- Retail cover art
- Developer: Amplitude Studios
- Publishers: Iceberg Interactive (formerly) Sega (formerly) Amplitude Studios (current)
- Engine: Unity
- Platforms: Microsoft Windows Mac OS X
- Release: 18 September 2014
- Genres: 4X, turn-based strategy
- Modes: Single-player, multiplayer

= Endless Legend =

2014 video game

Endless Legend is a turn-based 4X fantasy-strategy game developed by Amplitude Studios and published by Iceberg Interactive for Microsoft Windows and Mac OS X in September 2014. The purpose of the game is to dominate the world of Auriga with one of the fourteen races/factions through either diplomacy or war while developing new technologies, exploring new lands and founding new cities.

Endless Legend is the second game made by Amplitude Studios in their Endless series of titles, following Endless Space. A sequel, Endless Legend 2, was announced in January 2025.

==Gameplay==
Endless Legend is a turn-based 4X strategy game, in which players take control of a fantasy faction to establish an empire through exploration, conquest, diplomacy and research. The game is set in the land of Auriga, with the layout of its landmass and ecosystems being randomized per game, represented on a model-like map made up of a hexagonal grid.

The map is populated with a variety of terrain, each made up of biomes within the world which have effects on the player's units. Tiles and their layout are all randomly generated to create a unique playable world with each separate playthrough.

Fog of war covers the play space requiring exploration by the player's units to find resources, minor factions, and races that players must utilize and exploit to benefit their growing empires.

Unlike other 4X games, the world map of Endless Legend is formed of separate regions. Once a city has been established within the borders of a region for the first time, the entire region becomes part of a faction's territory and control. At the start of each game, each faction begins with a settler unit to establish their first city and region. Regions can only host one city each within their borders.

==Reception==

Endless Legend received positive reviews from critics. Review aggregation website Metacritic gathered an average rating of 82 out of 100 based on 35 reviews for the PC version. and GameRankings gathered a score of 83% based on 20 reviews.

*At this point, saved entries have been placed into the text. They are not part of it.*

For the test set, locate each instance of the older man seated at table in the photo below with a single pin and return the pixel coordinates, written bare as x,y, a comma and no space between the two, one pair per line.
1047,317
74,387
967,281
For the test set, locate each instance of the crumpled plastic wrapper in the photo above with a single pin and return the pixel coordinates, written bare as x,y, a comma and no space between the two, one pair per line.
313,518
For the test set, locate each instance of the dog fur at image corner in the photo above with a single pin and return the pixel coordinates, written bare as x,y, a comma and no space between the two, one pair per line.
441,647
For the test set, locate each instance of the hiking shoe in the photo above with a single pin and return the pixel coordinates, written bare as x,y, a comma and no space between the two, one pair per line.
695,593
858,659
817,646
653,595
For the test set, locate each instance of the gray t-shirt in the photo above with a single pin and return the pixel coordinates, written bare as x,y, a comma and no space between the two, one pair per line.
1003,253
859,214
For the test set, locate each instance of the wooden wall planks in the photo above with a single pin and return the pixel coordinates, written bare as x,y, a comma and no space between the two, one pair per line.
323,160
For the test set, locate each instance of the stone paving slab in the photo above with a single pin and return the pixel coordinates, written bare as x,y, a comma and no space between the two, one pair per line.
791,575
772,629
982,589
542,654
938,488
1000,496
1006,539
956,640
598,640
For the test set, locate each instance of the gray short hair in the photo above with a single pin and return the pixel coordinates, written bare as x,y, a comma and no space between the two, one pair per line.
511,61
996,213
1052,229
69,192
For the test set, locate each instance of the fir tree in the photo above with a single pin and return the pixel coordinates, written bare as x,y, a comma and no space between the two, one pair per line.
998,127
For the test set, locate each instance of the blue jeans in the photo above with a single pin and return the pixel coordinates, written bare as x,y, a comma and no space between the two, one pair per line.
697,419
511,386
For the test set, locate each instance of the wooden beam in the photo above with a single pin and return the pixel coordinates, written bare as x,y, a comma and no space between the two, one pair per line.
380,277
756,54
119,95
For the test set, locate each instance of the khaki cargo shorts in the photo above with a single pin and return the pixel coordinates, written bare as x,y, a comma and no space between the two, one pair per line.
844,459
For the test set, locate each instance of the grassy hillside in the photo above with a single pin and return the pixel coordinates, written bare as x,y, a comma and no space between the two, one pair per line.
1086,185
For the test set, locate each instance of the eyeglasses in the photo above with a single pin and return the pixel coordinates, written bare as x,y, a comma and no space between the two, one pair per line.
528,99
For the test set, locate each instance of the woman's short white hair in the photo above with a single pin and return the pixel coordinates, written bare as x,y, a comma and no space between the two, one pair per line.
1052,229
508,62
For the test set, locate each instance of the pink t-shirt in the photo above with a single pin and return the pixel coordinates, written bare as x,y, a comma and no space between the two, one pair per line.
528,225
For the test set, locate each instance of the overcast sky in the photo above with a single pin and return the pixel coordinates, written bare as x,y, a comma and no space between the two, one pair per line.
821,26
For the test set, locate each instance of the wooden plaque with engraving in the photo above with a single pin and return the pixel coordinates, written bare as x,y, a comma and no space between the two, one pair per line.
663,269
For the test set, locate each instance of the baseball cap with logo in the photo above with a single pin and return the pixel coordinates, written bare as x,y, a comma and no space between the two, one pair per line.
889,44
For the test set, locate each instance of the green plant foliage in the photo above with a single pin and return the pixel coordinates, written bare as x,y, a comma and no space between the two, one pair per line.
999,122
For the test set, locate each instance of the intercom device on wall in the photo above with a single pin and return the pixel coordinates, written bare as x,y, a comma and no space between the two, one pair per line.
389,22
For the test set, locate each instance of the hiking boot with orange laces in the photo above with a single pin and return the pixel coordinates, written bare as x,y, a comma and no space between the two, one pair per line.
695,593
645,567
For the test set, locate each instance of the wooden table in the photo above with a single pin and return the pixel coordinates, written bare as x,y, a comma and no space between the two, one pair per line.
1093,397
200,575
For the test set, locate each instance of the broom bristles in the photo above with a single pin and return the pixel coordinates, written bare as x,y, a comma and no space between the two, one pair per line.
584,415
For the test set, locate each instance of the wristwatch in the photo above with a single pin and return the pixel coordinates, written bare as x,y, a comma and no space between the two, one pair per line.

PC Gamer US gave it an 89 out of 100: "Amplitude Studios has created another astounding story-driven game, that really has taken the best bits of RTS, RPG, and 4X, drawing much from Endless Space, and spun it differently for every faction". IGN commented: "It combines style, substance, and setting into a marvelous overall experience for both empire management and tactical combat", giving it an 8.3 out of 10. GameSpot warned of passive and weak AI but remarked that "Endless Legends driving forces are so thoroughly executed that it serves as an imperfect, but well worthwhile step in the series, and hopefully a sign of things to come", giving it an 8 out of 10.

Rock, Paper, Shotgun named Endless Legend Game of the Year in 2014. During the 18th Annual D.I.C.E. Awards, the Academy of Interactive Arts & Sciences nominated Endless Legend for "Strategy/Simulation Game of the Year".

In a review of Endless Legend in Black Gate, Eeknight said "the ideal way to play Endless Legend would be online with a few friends. With this game's mechanics, the battles, backstabs and potential for a surprise coup would be epic".

Aggregate scores
| Aggregator | Score |
|---|---|
| GameRankings | 83% |
| Metacritic | 82/100 |

Review scores
| Publication | Score |
|---|---|
| Eurogamer | 8/10 |
| GameSpot | 8/10 |
| IGN | 8.3/10 |
| PC Gamer (US) | 89/100 |

==Sequel==

A sequel titled Endless Legend 2 is set to be released as an early access game in early 2025. Amplitude Studios partnered with Hooded Horse for the game's release.